La trame narrative est assez classique, toutefois, pas de quoi crier au génie : l'éternelle histoire de la vengeance qui s'opère dans une certaine ignorance et qui s'accompagne d'une grande révélation au sujet d'un secret familial antédiluvien. Non pas qu'on voie la chose arriver de trop loin, mais la structure même des péripéties et des indices révélés petit à petit, elle, ne brille pas par son originalité. L'impression d'avoir déjà vu cela des dizaines de fois auparavant domine. Seules les enluminures sont un peu originales : Franco Nero aka Tom Corbett est un orpailleur qui reçoit un message le conseillant de rentrer dans sa ville natale, où il découvrira que la région tout entière appartient désormais à la puissante famille Scott — un peu comme ce qui arrive à Paul Newman dans "Les Feux de l'été" (1958) de Martin Ritt, au sein de la famille Varner, le patriarche incarné par Orson Welles.

Le protagoniste retrouve son frère isolé avec sa vieille nourrice dans une ancienne maison, et il lui vole un peu la vedette : le gars toujours bourré, toujours assoiffé, mais toujours habile pour la baston.
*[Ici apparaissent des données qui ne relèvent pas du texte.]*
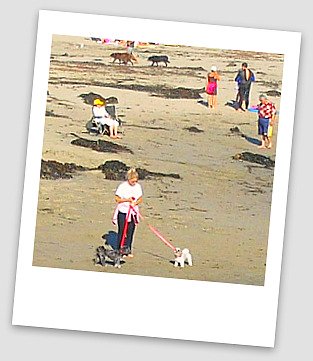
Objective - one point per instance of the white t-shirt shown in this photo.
(125, 190)
(103, 117)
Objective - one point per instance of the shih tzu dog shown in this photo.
(182, 256)
(103, 255)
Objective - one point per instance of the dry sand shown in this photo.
(220, 207)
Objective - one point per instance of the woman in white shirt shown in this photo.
(102, 117)
(128, 195)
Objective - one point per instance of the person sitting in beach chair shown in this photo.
(104, 120)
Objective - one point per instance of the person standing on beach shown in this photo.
(266, 118)
(128, 196)
(211, 87)
(244, 79)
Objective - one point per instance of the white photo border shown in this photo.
(71, 299)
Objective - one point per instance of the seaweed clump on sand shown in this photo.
(101, 145)
(90, 97)
(51, 169)
(273, 93)
(236, 131)
(116, 170)
(255, 158)
(194, 130)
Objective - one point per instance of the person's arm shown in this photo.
(138, 201)
(122, 200)
(273, 115)
(238, 77)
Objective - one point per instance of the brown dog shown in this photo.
(124, 58)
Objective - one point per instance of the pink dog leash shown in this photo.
(155, 231)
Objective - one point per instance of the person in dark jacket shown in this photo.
(244, 79)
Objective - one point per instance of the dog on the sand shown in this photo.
(104, 255)
(124, 58)
(156, 59)
(182, 256)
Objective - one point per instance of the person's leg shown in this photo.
(130, 235)
(111, 129)
(241, 97)
(121, 217)
(246, 96)
(215, 101)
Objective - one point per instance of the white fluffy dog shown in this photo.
(182, 256)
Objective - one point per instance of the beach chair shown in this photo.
(94, 128)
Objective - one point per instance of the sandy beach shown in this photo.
(219, 208)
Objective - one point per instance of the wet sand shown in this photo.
(220, 206)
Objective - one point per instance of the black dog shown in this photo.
(156, 59)
(104, 254)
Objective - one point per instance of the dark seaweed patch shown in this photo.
(52, 169)
(116, 170)
(255, 158)
(194, 130)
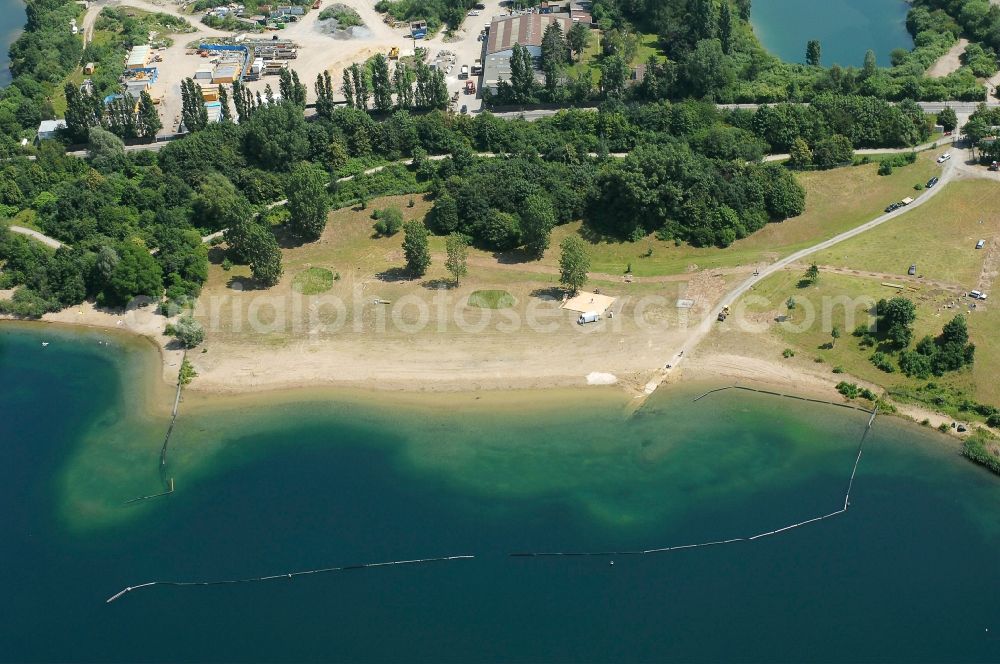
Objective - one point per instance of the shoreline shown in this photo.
(514, 390)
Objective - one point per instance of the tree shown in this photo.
(948, 119)
(324, 95)
(390, 222)
(402, 82)
(538, 218)
(743, 7)
(614, 74)
(347, 88)
(703, 20)
(194, 115)
(244, 101)
(83, 111)
(415, 248)
(573, 263)
(814, 53)
(291, 89)
(105, 148)
(148, 120)
(136, 274)
(800, 154)
(187, 330)
(870, 66)
(218, 204)
(522, 75)
(381, 83)
(578, 38)
(833, 151)
(227, 112)
(554, 51)
(896, 317)
(726, 27)
(307, 202)
(707, 69)
(361, 89)
(263, 254)
(457, 248)
(444, 215)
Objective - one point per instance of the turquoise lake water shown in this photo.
(11, 22)
(908, 575)
(846, 29)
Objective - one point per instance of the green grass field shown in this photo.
(836, 201)
(313, 281)
(491, 299)
(842, 301)
(939, 237)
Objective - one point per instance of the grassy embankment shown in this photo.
(940, 239)
(836, 201)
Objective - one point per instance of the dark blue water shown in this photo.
(908, 575)
(11, 21)
(846, 29)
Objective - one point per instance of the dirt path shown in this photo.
(698, 333)
(950, 61)
(883, 276)
(44, 239)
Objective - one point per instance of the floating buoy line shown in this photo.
(542, 554)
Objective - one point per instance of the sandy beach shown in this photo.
(451, 365)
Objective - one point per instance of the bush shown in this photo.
(883, 362)
(390, 222)
(188, 331)
(849, 390)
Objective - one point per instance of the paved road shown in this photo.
(44, 239)
(948, 173)
(960, 107)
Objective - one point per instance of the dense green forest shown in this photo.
(693, 175)
(132, 221)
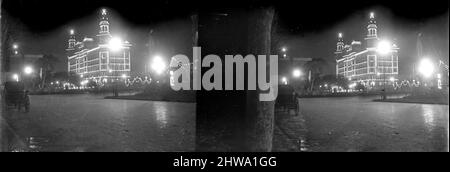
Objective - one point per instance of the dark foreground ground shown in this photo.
(359, 124)
(91, 123)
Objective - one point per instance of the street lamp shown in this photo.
(284, 80)
(296, 73)
(392, 79)
(426, 67)
(158, 65)
(16, 77)
(28, 70)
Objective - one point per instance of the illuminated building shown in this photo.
(364, 62)
(101, 58)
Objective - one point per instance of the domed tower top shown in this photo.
(340, 43)
(72, 40)
(104, 33)
(104, 24)
(372, 26)
(372, 35)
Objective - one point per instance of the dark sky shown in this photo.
(307, 28)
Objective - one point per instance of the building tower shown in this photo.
(72, 41)
(104, 35)
(372, 36)
(340, 44)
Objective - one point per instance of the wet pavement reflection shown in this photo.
(358, 124)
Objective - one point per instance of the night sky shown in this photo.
(308, 29)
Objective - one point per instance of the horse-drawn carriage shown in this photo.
(15, 95)
(287, 99)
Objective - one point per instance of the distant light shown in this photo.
(158, 65)
(284, 80)
(16, 77)
(426, 67)
(392, 79)
(115, 44)
(297, 73)
(84, 82)
(28, 70)
(384, 47)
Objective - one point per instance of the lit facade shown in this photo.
(363, 62)
(95, 58)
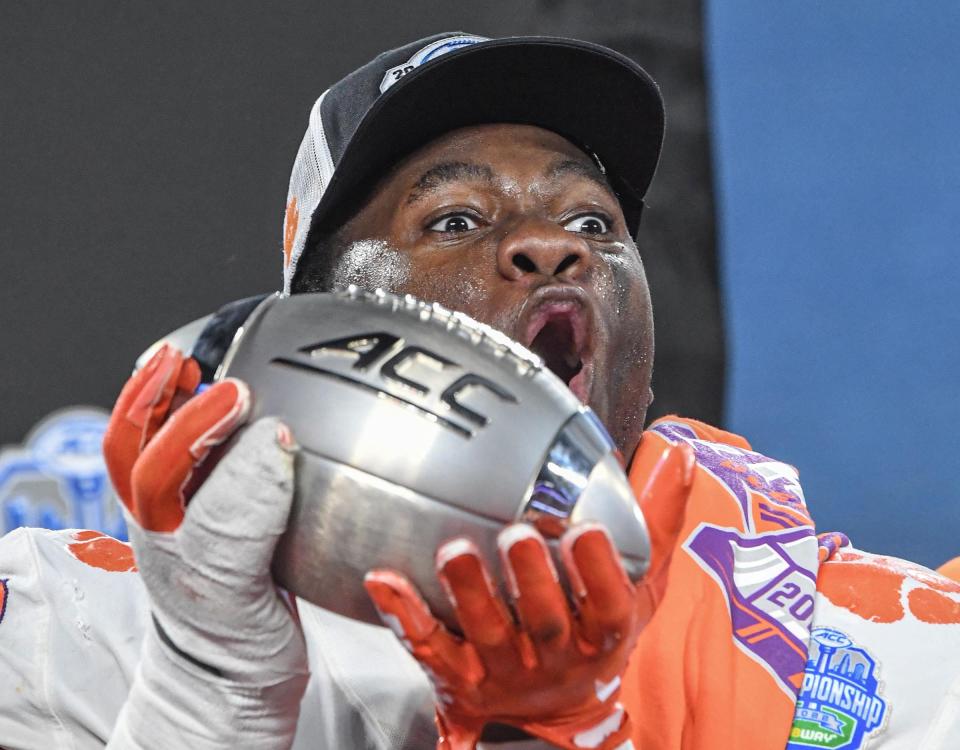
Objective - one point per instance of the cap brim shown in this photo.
(597, 98)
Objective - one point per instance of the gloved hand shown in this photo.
(554, 672)
(224, 663)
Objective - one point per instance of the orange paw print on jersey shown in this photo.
(290, 229)
(98, 550)
(873, 587)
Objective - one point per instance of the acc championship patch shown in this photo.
(839, 705)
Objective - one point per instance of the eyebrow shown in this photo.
(579, 168)
(451, 171)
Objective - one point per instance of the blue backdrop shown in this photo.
(838, 173)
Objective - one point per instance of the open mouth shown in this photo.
(558, 334)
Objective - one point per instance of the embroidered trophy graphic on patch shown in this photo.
(839, 705)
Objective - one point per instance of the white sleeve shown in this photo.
(71, 623)
(884, 660)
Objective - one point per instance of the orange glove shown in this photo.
(555, 670)
(224, 663)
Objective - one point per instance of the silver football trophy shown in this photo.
(418, 424)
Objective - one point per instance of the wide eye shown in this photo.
(588, 224)
(453, 224)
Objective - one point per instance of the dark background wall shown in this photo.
(145, 150)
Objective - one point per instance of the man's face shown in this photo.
(516, 227)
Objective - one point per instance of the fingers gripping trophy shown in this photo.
(423, 431)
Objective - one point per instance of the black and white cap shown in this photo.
(598, 99)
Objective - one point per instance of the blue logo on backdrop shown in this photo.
(839, 705)
(57, 479)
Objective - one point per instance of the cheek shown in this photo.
(624, 287)
(455, 280)
(373, 264)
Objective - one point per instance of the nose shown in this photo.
(542, 247)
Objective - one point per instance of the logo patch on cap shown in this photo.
(428, 53)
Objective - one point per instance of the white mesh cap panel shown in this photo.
(311, 174)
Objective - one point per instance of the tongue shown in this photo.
(554, 344)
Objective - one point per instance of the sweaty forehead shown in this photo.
(495, 156)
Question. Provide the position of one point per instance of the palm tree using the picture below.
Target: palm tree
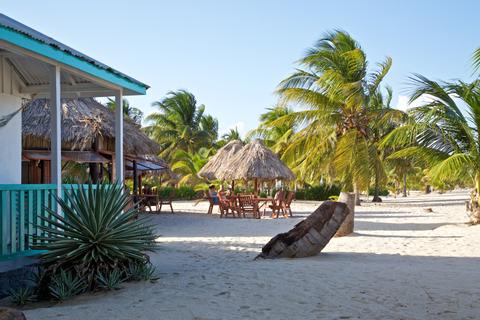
(189, 164)
(231, 135)
(181, 124)
(439, 134)
(276, 137)
(133, 113)
(384, 120)
(335, 87)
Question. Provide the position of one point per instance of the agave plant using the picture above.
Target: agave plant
(95, 232)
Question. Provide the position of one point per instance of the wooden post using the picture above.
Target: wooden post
(135, 178)
(119, 168)
(140, 184)
(56, 128)
(347, 226)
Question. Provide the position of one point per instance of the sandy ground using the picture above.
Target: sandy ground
(401, 263)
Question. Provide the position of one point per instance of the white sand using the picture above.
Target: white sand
(402, 263)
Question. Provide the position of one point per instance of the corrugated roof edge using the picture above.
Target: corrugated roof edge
(17, 27)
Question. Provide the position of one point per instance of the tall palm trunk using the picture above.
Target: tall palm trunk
(376, 195)
(357, 194)
(474, 205)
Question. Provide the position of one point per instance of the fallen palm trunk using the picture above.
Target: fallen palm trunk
(310, 236)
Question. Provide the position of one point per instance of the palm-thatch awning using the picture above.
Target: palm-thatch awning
(256, 162)
(85, 121)
(75, 156)
(214, 169)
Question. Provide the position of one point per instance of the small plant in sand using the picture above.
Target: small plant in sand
(111, 280)
(65, 285)
(21, 296)
(141, 272)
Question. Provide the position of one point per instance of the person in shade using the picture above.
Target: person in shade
(212, 193)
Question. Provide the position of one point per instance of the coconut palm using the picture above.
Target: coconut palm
(439, 134)
(384, 120)
(335, 87)
(181, 124)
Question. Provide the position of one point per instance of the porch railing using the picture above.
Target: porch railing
(21, 206)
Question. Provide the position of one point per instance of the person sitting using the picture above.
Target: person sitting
(230, 191)
(212, 193)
Du côté de l'antagonisme, on a droit au personnage du fils totalement psychopathe qui fait régner la terreur à grands coups de fouet — l'occasion de mettre en scène une séquence très violente (en plus de l'intro avec des chiens) et probable source d'inspiration pour Tarantino dans "Django Unchained". C'est donc l'histoire de l'homme qui revient pour rétablir la justice, dans un style proche d'un western avec Clint Eastwood, mais avec un sens de la violence graphique davantage poussé.